Similar ideas are behind projects by VSA Colorado. The State Organisation on Arts and Disability has been putting together street artists with older community members suffering from Alzheimer’s to take to the streets of the Santa Fe Arts District in Denver, spray cans in hand. The idea behind it is hardly new – art therapy has long been used to help people of all stripes express their thoughts and feelings, as well as honing motor skills and exploring memories. But the programme, called Granny Does Graffiti, adds to this the element of bringing different generations together via graffiti, recognising too the fleeting memory of graffiti as an art form also having interesting emotional parallels to the nature of memory itself. “We know arts can access different parts of the brain where words maybe won’t,” early stage service coordinator at the Colorado Alzheimer’s Association Kera Magarill, told Colorado Public Radio. “So participating in programmes like this opens up memories and pathways in the brain for people to get creative, explore and engage.”

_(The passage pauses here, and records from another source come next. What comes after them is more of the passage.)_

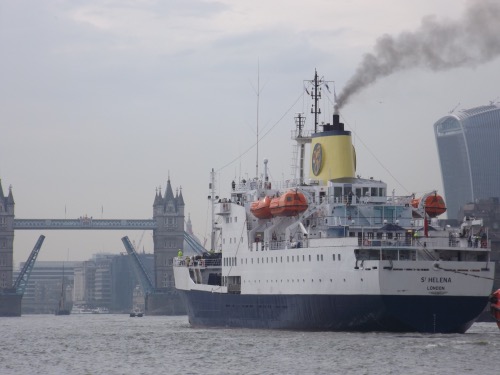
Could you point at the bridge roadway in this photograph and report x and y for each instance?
(85, 223)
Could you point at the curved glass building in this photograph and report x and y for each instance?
(468, 145)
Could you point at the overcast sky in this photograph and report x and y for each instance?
(100, 101)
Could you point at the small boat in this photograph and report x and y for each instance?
(136, 313)
(80, 309)
(291, 203)
(495, 306)
(261, 208)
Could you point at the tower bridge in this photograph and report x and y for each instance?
(85, 223)
(167, 225)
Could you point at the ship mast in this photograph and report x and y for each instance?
(316, 95)
(212, 198)
(258, 102)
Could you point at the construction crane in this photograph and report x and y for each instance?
(24, 275)
(139, 269)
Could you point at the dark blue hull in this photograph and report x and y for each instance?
(443, 314)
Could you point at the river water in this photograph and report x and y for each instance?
(118, 344)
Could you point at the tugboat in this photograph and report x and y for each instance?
(349, 257)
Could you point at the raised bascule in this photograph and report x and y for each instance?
(168, 238)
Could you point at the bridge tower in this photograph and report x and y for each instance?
(6, 238)
(168, 239)
(10, 302)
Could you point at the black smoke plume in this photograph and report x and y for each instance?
(437, 45)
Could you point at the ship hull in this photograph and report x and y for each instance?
(434, 314)
(10, 304)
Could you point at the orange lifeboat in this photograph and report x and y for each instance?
(290, 203)
(495, 306)
(260, 209)
(434, 205)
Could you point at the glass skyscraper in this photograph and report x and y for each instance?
(468, 144)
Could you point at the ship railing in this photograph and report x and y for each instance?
(281, 245)
(197, 263)
(422, 242)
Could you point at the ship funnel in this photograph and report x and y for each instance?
(337, 125)
(332, 153)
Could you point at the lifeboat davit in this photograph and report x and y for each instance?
(260, 209)
(290, 203)
(495, 306)
(434, 205)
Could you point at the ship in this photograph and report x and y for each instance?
(335, 252)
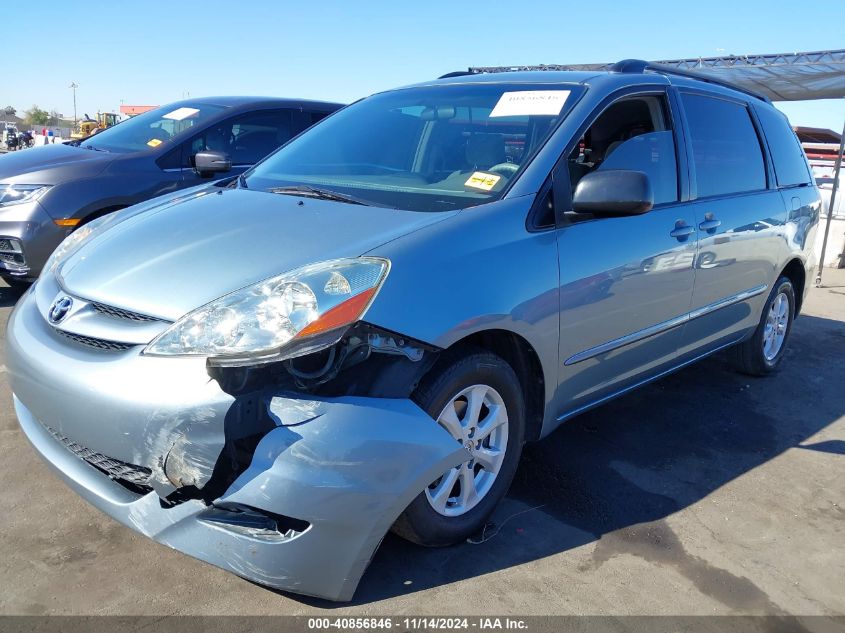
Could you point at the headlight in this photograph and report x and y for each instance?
(75, 240)
(18, 194)
(285, 316)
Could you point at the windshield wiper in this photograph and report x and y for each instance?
(323, 194)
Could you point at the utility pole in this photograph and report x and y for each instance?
(73, 85)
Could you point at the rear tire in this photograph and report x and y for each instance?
(450, 510)
(762, 354)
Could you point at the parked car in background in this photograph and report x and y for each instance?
(44, 195)
(361, 332)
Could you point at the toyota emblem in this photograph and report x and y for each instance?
(58, 311)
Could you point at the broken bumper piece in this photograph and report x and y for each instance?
(311, 509)
(309, 485)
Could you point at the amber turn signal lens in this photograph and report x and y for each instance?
(343, 314)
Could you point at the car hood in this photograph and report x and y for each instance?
(170, 259)
(52, 164)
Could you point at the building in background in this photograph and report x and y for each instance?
(135, 110)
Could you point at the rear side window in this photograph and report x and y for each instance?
(725, 147)
(787, 155)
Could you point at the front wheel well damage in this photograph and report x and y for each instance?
(523, 359)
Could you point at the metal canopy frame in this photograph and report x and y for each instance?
(778, 77)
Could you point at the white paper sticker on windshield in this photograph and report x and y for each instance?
(531, 102)
(180, 113)
(483, 181)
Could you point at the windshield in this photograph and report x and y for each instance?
(152, 128)
(424, 149)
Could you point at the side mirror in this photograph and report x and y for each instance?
(209, 163)
(614, 192)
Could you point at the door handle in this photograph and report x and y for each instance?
(682, 231)
(710, 223)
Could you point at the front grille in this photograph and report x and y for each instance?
(137, 476)
(120, 313)
(97, 343)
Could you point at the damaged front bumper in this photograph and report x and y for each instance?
(304, 510)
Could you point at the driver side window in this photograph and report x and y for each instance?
(246, 138)
(634, 133)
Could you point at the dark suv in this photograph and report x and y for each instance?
(47, 193)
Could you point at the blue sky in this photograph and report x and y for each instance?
(155, 52)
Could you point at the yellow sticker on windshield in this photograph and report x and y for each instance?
(480, 180)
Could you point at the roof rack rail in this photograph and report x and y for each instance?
(637, 66)
(641, 66)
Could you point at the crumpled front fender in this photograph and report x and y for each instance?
(349, 469)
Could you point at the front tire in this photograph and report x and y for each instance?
(476, 397)
(762, 354)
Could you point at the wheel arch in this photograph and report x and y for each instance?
(523, 359)
(794, 270)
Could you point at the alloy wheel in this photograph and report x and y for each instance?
(777, 322)
(478, 419)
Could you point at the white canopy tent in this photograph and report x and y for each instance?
(781, 77)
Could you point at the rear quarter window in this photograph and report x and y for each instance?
(788, 157)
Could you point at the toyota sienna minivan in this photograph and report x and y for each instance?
(361, 332)
(46, 194)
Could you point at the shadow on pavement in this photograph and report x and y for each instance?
(631, 463)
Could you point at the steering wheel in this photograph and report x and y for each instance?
(504, 169)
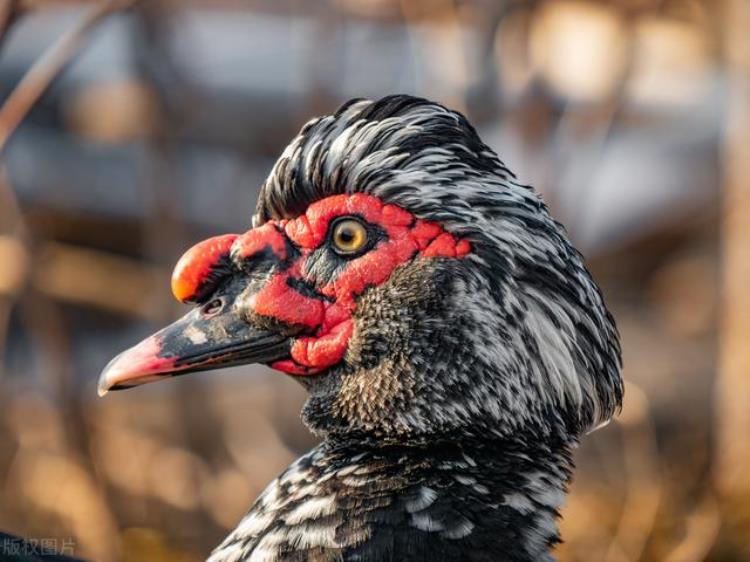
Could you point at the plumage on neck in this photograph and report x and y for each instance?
(473, 499)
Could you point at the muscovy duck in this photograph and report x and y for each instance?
(453, 344)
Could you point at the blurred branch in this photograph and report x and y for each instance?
(733, 385)
(641, 456)
(48, 67)
(9, 12)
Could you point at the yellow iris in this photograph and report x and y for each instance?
(349, 236)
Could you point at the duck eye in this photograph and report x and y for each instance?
(349, 236)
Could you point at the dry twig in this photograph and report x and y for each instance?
(48, 67)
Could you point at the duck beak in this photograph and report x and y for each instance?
(195, 342)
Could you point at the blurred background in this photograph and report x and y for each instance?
(130, 130)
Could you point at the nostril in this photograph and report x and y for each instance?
(212, 307)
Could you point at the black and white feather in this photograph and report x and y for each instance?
(448, 429)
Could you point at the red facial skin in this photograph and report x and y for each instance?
(330, 320)
(195, 266)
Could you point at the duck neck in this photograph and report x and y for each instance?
(498, 494)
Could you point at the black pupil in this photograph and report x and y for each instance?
(346, 235)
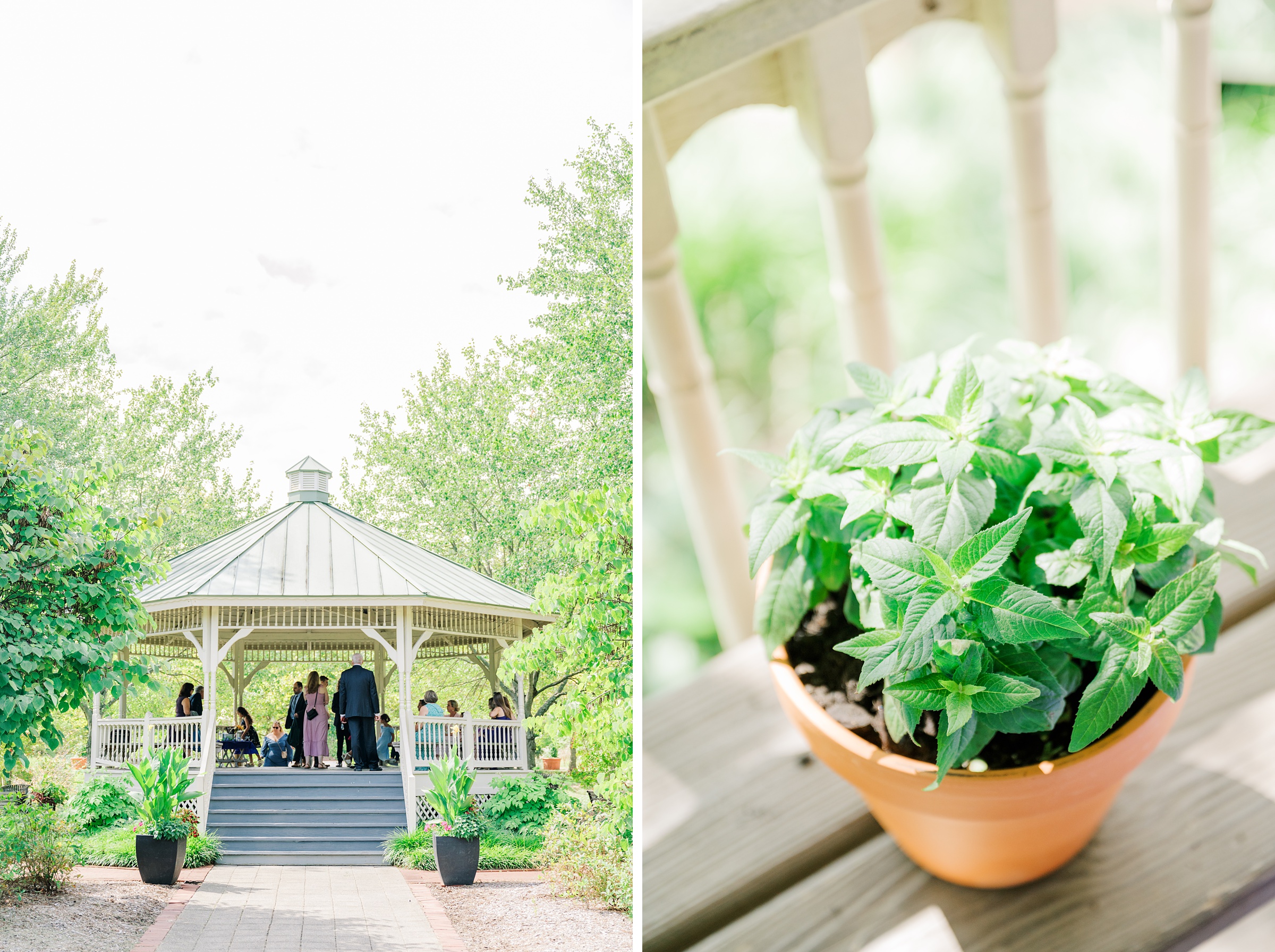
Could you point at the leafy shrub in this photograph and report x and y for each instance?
(590, 860)
(523, 804)
(49, 794)
(101, 802)
(116, 847)
(35, 848)
(499, 851)
(1102, 542)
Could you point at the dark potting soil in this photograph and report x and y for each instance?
(832, 679)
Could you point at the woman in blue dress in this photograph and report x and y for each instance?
(276, 751)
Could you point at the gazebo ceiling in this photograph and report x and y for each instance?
(310, 548)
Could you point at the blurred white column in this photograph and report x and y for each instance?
(681, 379)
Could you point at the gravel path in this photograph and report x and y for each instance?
(498, 917)
(86, 917)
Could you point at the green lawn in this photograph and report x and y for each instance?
(499, 851)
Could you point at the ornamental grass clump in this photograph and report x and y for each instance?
(1023, 547)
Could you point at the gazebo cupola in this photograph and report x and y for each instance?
(308, 481)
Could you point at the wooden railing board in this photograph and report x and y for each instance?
(1183, 854)
(740, 809)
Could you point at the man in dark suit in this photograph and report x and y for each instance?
(296, 724)
(360, 707)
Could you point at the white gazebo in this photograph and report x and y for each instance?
(309, 583)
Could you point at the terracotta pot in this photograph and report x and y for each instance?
(990, 830)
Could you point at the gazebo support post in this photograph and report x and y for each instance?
(407, 734)
(239, 676)
(92, 730)
(124, 687)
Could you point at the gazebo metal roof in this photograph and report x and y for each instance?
(314, 548)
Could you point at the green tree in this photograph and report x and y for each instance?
(579, 669)
(533, 420)
(581, 365)
(56, 368)
(69, 579)
(171, 452)
(58, 375)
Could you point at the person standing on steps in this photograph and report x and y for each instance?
(343, 749)
(295, 723)
(360, 709)
(317, 721)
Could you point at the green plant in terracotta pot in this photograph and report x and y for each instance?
(985, 583)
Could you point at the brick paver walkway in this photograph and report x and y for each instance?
(303, 909)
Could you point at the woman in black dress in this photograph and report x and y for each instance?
(245, 721)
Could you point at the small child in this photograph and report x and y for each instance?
(384, 752)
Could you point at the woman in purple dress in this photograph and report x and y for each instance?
(317, 723)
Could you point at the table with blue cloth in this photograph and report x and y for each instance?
(230, 753)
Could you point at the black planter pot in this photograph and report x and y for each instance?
(457, 860)
(160, 861)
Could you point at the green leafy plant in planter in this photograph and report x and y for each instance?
(163, 831)
(101, 802)
(461, 822)
(1023, 539)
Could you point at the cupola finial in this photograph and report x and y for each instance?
(308, 481)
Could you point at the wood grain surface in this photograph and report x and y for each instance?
(1189, 845)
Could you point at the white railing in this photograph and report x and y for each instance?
(488, 745)
(125, 740)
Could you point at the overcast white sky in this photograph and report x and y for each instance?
(307, 198)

The participants started with a short workshop led by Denver graffiti artist Ratha Sok, outlining the basics of graffiti culture, including ideas of tagging (adding your signature) and using simple symbols to express your own personality, before taking to the streets themselves. “We’re trying to break down the stereotypes of what people with Alzheimer’s can do and what graffiti artists can do and understand what art can do to bridge that gap. I think people are always willing to learn something new, and I think art is a way to do that,” Kera explained. “We start with the idea that graffiti is about leaving your mark. If you’re a person with Alzheimer’s or dementia, that’s probably crossed your mind. We want to make sure we’re remembered. We talk about making tags, shapes and symbols to represent ourselves.”